Its products are more popular than ever and are progressively more sophisticated, to many it offers the perfect career and by 2022 the revenues are expected to top $230 billion. We are talking, of course, about the gaming industry, where highly skilled individuals use creativity and technical know how to produce masterpieces such as Player unknown’s Battleground and Dragon Ball Fighters. Behind all that creativity, however, lies a cutthroat world of business and so here we look at the legal side of the gaming industry.
Gaming Industry Contracts
As with any other tech business, finding the right people to get the job done is paramount and so too are the contracts that they enter into with their employee. As the industry thrives on ideas and the technical skills to be able to bring them to life, protecting those ideas is crucial and so clauses like non-competes are essential when it comes to drafting a contract. So much so, in fact, that having this work done by an expert law firm such as DWF is standard practise throughout the tech sector.
A non-compete clause prevents employees from setting up on their own and using the ideas from the company they have recently left or from taking them to competitors.

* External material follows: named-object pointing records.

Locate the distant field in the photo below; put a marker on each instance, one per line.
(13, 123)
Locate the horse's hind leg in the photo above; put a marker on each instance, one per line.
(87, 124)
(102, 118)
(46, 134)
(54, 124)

Intellectual Property and Patents
Whilst non-competes are a good way of stopping employees from using your company’s ideas, they don’t stop them talking about them and this is where patents come in. Patents are a way of protecting intellectual property (IP) so that ideas and other types of IP can’t be used without payment and/or permission.
Patents are an extremely complex area of the law, particularly when it comes to buying and selling them and so again expert legal guidance is required if they are to be handled effectively.
Regulatory Issues
It is only right and proper that the gaming industry is regulated in order to protect consumers and particularly the interests of younger gamers. Rules regarding the type of content are one of the most important to the producers of the games as these to a large degree dictate the size and type of demographic that the product can be aimed at or sold to.
Legal and ethical factors need to be closely supervised if a given product is to reach its full potential, both in creative and business terms.
Companies from the gaming industry who attempt to operate without expert legal counsel run the risk of either losing their ideas or losing out on profits and in either scenario that could mean game over.